Suppose that $a^2 + b^2 + c^2 = 1$ for real positive numbers $a$, $b$, $c$. Find the minimum possible value of $\frac {ab}{c} + \frac {bc}{a} + \frac {ca}{b}$.
So far I've got a minimum of $\sqrt {3}$. Can anyone confirm this? However, I've been having trouble actually proofing that this is the lower bound. Typically, I've solved problems where I need to prove an inequality as true, but this problem is a bit different asking for the minimum of an inequality instead, and I'm not sure how to show that $\sqrt {3}$ is the lower bound of it.
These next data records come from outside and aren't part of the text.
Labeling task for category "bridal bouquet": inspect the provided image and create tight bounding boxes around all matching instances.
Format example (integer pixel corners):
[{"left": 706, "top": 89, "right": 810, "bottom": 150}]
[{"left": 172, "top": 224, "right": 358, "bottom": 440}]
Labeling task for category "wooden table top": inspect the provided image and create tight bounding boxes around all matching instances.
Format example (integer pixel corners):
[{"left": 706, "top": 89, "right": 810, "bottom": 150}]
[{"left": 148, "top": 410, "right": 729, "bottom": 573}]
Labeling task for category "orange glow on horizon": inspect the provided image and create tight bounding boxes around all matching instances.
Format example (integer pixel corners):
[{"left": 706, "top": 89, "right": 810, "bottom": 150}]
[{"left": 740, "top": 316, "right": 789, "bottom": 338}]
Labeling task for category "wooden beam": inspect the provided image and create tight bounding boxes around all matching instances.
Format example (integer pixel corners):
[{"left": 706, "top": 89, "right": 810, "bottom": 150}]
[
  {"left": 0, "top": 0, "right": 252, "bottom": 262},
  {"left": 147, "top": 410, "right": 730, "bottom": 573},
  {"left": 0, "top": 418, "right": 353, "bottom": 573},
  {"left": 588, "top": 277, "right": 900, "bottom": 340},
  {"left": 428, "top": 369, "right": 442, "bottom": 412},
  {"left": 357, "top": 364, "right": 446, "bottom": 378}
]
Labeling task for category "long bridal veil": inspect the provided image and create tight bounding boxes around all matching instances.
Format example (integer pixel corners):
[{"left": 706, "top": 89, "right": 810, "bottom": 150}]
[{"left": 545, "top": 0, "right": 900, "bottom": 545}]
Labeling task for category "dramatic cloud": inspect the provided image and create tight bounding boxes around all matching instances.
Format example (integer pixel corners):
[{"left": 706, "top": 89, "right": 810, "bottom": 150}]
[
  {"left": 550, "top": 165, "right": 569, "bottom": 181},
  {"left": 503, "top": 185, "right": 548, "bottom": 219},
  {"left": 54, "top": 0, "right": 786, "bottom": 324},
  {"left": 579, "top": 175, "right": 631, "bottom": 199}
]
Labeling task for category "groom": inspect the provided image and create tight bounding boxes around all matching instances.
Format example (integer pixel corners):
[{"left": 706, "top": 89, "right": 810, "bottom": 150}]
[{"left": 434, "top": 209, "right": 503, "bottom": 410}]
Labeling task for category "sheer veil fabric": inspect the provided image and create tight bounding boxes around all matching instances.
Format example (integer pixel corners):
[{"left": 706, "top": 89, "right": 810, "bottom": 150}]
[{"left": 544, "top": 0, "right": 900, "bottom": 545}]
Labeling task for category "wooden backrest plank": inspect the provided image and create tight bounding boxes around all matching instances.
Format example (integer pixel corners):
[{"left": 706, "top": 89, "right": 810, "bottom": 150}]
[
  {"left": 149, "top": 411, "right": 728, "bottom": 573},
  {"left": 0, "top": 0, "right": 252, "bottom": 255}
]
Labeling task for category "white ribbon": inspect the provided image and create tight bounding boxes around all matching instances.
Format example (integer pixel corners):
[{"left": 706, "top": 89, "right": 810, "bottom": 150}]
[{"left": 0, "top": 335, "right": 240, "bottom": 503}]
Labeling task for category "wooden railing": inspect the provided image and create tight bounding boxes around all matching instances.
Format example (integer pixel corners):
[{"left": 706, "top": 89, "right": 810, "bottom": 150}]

Any ideas?
Best Answer
Trivially, we have $(x-y)^2 + (y-z)^2 + (z-x)^2 \geq 0$, so we get $$(x+y+z)^2 \geq 3(xy+yz+xz)$$ by adding to both sides of the equation. Thus by plugging in $x = \frac{ab}{c}$, $y = \frac{bc}{a}$, $z = \frac{ca}{b}$, we get $$\left(\frac{ab}{c} + \frac{bc}{a} + \frac{ca}{b}\right)^2 \geq 3(b^2 + c^2 + a^2) = 3$$ and thus $\frac{ab}{c} + \frac{bc}{a} + \frac{ca}{b} \geq\sqrt{3}$. We attain equality by setting $a=b=c=\frac{\sqrt{3}}{3}$.